The best way to specify models to `arima` is using name-value arguments. You do not need, nor are you able, to specify a value for every model object property. `arima` assigns default values to any properties you do not (or cannot) specify.

In condensed, lag operator notation, nonseasonal ARIMA(p,D,q) models are of the form

 $\varphi \left(L\right){\left(1-L\right)}^{D}{y}_{t}=c+\theta \left(L\right){\epsilon }_{t}.$ (1)

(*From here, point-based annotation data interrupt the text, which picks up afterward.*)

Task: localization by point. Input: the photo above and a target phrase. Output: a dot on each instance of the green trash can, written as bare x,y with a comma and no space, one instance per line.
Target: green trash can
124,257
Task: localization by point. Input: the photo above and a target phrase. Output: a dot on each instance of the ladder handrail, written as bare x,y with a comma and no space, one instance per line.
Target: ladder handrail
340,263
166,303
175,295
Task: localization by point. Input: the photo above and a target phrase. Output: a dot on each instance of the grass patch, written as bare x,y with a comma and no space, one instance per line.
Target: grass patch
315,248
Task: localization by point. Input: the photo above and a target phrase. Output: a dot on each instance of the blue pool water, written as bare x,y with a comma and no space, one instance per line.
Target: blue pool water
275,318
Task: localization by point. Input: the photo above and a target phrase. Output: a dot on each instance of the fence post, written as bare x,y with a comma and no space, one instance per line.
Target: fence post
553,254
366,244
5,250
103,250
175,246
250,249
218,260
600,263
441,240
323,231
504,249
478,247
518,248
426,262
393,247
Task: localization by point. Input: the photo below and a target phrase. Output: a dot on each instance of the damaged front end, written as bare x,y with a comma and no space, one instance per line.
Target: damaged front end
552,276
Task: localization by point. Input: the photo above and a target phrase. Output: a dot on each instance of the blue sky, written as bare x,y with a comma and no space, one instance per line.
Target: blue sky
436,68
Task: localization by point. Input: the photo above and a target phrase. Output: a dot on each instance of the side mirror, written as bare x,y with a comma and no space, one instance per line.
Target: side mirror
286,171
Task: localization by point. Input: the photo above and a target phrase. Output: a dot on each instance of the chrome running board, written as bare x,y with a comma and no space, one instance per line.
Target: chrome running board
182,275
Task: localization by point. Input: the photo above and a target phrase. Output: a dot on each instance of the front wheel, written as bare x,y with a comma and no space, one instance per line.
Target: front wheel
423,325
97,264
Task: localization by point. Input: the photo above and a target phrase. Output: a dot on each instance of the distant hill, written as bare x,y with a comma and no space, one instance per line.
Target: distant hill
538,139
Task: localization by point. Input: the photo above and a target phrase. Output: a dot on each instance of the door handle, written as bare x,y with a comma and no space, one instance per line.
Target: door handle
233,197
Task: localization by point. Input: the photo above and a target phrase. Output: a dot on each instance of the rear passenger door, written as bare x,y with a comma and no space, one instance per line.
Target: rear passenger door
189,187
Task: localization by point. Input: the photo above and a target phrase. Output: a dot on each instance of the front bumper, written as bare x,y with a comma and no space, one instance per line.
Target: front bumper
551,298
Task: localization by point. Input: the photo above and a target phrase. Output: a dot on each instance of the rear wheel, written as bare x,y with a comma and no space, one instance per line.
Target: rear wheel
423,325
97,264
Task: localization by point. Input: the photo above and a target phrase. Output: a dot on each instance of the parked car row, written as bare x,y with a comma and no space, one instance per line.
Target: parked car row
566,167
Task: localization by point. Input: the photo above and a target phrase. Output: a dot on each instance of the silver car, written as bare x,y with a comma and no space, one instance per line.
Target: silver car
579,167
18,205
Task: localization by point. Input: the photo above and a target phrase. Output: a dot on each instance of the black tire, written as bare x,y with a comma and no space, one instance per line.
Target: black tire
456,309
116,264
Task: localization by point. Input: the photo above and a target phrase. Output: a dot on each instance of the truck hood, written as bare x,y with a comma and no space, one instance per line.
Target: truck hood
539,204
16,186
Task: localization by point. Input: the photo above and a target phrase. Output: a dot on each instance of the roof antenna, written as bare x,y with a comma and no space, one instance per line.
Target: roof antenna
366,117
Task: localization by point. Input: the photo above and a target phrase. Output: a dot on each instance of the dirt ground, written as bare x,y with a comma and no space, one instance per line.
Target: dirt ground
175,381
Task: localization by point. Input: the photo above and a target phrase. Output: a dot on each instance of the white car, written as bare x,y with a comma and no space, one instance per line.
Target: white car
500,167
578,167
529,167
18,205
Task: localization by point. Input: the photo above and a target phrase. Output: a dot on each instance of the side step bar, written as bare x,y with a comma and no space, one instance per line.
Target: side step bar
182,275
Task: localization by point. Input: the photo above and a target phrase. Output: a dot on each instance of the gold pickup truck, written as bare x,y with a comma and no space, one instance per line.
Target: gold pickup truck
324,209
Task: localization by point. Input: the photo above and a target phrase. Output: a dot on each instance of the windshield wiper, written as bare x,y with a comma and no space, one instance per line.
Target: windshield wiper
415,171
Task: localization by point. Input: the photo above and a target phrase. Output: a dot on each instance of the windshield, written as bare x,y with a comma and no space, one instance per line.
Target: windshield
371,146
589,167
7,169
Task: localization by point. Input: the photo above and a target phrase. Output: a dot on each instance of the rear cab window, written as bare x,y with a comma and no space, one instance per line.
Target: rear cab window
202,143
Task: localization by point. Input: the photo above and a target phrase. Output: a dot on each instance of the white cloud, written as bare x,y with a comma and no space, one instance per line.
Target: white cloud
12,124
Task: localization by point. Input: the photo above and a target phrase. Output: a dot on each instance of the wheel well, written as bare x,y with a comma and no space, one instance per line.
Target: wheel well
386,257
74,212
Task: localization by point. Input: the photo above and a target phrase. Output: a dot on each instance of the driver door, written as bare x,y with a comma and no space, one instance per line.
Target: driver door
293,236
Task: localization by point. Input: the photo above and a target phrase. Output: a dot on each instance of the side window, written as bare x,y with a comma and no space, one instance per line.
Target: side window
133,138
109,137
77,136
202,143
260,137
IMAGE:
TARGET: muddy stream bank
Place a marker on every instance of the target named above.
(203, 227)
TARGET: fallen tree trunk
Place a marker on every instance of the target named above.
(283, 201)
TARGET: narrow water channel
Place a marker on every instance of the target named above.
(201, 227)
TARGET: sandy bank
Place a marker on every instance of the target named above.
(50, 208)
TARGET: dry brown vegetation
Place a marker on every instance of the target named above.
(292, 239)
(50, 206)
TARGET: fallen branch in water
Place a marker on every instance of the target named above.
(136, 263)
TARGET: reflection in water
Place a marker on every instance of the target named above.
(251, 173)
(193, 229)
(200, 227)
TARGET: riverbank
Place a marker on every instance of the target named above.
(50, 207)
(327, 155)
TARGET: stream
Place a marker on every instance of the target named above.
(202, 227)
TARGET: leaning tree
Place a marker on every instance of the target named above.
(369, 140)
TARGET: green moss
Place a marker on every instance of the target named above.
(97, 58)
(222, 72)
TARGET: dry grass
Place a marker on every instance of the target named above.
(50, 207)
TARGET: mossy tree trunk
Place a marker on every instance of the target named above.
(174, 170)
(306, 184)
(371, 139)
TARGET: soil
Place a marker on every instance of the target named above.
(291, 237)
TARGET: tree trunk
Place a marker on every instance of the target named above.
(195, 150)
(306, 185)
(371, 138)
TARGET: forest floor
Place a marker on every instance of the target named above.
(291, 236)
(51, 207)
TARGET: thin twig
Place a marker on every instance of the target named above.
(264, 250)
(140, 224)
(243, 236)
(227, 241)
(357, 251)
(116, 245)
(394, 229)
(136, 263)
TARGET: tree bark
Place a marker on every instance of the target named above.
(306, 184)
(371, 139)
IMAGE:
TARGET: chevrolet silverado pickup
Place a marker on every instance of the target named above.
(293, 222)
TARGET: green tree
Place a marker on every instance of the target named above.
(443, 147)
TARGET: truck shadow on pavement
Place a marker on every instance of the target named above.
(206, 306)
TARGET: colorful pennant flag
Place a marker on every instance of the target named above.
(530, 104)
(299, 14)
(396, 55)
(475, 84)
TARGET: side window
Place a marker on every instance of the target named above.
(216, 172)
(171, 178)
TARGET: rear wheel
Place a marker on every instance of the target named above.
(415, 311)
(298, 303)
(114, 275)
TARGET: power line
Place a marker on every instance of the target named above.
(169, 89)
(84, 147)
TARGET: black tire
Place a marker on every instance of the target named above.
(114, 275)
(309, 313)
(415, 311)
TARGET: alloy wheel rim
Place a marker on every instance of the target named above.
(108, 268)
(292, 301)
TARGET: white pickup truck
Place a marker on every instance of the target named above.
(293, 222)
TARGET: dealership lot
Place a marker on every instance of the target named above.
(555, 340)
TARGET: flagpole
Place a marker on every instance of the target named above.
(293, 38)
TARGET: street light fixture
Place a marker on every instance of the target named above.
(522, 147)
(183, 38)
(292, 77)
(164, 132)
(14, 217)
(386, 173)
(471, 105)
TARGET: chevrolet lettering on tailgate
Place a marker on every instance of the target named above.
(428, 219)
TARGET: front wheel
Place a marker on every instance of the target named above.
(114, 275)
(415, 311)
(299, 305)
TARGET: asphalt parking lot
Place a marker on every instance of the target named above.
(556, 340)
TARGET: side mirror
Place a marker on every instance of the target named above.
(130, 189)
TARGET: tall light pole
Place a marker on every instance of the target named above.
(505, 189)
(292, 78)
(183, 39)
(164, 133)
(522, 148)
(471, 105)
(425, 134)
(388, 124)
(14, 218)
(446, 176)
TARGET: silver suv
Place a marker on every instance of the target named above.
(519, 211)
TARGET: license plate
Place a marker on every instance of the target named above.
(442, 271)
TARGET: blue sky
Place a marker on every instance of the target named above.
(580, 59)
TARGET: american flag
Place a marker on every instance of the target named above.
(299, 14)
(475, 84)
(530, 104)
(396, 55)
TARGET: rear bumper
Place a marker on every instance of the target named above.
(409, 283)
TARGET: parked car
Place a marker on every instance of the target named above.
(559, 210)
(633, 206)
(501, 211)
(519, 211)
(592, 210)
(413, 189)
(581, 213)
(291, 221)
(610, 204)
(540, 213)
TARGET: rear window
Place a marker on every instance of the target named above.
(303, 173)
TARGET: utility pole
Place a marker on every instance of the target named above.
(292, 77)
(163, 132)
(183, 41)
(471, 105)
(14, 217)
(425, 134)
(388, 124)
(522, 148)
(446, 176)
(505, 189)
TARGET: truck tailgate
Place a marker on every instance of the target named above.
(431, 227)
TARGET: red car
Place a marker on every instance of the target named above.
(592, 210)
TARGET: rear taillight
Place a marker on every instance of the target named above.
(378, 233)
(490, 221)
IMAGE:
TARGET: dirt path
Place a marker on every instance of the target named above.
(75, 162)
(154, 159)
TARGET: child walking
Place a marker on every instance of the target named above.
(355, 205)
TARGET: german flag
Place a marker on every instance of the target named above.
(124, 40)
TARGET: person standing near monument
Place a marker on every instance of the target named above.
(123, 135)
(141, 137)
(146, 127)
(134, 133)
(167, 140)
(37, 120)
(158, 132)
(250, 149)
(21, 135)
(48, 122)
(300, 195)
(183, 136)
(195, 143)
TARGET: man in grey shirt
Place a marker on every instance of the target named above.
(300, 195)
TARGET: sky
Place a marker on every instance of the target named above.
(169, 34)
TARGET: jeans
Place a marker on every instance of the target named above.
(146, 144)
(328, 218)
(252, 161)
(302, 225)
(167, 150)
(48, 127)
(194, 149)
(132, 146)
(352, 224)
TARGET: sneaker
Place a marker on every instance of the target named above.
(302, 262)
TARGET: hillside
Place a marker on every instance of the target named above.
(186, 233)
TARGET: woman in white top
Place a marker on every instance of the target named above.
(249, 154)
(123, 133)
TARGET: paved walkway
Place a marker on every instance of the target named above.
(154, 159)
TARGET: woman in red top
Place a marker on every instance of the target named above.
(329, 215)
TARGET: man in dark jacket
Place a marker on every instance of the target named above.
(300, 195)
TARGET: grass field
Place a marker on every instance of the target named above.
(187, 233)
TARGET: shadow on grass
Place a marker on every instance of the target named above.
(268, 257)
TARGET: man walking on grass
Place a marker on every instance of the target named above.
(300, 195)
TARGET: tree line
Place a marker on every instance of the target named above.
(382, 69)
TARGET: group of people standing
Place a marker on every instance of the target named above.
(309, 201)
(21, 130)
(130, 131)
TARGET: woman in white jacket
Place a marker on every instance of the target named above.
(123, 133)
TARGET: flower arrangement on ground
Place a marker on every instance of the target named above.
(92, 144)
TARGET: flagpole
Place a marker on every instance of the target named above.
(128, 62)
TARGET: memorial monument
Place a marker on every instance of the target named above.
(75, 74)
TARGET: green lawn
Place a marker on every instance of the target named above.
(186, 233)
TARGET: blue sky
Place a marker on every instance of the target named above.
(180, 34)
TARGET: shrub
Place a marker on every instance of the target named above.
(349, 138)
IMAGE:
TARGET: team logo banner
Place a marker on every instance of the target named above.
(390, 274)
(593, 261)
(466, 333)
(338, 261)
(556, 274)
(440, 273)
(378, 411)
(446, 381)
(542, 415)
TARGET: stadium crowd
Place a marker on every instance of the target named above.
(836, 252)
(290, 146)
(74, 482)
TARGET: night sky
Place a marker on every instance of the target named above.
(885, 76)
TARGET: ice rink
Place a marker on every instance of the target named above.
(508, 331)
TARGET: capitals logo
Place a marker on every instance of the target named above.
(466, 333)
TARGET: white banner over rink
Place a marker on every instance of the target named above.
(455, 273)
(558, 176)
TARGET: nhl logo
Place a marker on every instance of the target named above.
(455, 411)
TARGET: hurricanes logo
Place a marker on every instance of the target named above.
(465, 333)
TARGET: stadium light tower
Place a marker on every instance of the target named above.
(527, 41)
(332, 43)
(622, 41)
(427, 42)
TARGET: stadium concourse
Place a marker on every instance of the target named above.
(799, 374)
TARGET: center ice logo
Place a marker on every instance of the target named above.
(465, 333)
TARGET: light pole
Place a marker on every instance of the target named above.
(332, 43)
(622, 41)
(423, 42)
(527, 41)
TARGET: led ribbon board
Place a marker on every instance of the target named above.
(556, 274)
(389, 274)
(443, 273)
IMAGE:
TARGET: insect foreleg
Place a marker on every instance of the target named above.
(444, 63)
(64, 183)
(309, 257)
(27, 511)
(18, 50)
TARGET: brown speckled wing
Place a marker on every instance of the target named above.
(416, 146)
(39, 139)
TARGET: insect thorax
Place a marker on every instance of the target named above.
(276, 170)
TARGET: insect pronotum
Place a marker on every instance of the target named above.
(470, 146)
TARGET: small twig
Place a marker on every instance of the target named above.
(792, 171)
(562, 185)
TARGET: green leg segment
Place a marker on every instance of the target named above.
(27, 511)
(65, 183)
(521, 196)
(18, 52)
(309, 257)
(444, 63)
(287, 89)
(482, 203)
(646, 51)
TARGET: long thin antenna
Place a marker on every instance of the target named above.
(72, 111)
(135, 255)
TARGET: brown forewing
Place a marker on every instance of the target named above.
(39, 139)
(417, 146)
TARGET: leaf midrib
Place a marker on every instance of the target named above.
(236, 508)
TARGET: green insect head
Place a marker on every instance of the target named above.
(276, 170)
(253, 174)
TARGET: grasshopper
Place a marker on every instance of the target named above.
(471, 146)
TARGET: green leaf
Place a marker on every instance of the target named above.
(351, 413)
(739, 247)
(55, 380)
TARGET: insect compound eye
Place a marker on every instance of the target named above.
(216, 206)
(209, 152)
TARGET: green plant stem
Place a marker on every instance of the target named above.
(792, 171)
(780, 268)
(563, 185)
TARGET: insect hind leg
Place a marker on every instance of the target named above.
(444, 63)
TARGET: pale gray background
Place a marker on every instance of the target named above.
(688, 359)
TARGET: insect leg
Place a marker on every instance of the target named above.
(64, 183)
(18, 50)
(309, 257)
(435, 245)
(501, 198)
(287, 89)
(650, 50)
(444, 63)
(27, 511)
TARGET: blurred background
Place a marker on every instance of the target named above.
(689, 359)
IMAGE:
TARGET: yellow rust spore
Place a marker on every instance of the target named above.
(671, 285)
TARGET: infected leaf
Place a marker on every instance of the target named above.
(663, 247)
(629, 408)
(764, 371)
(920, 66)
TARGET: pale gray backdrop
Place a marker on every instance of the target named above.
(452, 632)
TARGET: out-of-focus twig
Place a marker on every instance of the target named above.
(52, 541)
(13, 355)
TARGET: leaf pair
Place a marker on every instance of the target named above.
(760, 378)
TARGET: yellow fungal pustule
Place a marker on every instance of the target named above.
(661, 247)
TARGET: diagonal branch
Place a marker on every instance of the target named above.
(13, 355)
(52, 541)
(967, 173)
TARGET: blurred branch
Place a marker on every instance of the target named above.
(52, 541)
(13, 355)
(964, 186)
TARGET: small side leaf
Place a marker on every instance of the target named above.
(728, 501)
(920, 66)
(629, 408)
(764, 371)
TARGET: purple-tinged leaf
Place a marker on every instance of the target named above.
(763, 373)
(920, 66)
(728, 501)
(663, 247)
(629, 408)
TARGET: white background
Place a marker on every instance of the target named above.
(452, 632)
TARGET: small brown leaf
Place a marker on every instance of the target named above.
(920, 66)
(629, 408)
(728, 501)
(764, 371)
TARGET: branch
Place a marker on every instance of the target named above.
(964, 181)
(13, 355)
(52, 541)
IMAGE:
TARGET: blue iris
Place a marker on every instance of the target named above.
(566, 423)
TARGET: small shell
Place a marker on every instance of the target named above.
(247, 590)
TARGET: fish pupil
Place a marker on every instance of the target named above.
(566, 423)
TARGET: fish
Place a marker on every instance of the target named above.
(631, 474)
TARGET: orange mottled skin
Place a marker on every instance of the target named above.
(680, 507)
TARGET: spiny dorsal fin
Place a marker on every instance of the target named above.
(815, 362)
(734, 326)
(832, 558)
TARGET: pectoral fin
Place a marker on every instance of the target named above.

You can extend this model to an ARIMAX(p,D,q) model with the linear inclusion of exogenous variables. This model has the form

 $\varphi \left(L\right){y}_{t}={c}^{\ast }+{x}_{t}^{\prime }\beta +{\theta }^{\ast }\left(L\right){\epsilon }_{t},$ (2)
where c* = c/(1–L)D and θ*(L) = θ(L)/(1–L)D.

Tip

If you specify a nonzero `D`, then Econometrics Toolbox differences the response series yt before the predictors enter the model. You should preprocess the exogenous covariates xt by testing for stationarity and differencing if any are unit root nonstationary. If any nonstationary exogenous covariate enters the model, then the false negative rate for significance tests of β can increase.

For the distribution of the innovations, εt, there are two choices:

• Independent and identically distributed (iid) Gaussian or Student’s t with a constant variance, ${\sigma }_{\epsilon }^{2}$.

• Dependent Gaussian or Student’s t with a conditional variance process, ${\sigma }_{t}^{2}$. Specify the conditional variance model using a `garch`, `egarch`, or `gjr` model.

The `arima` default for the innovations is an iid Gaussian process with constant (scalar) variance.

In order to estimate, forecast, or simulate a model, you must specify the parametric form of the model (e.g., which lags correspond to nonzero coefficients, the innovation distribution) and any known parameter values. You can set any unknown parameters equal to `NaN`, and then input the model to `estimate` (along with data) to get estimated parameter values.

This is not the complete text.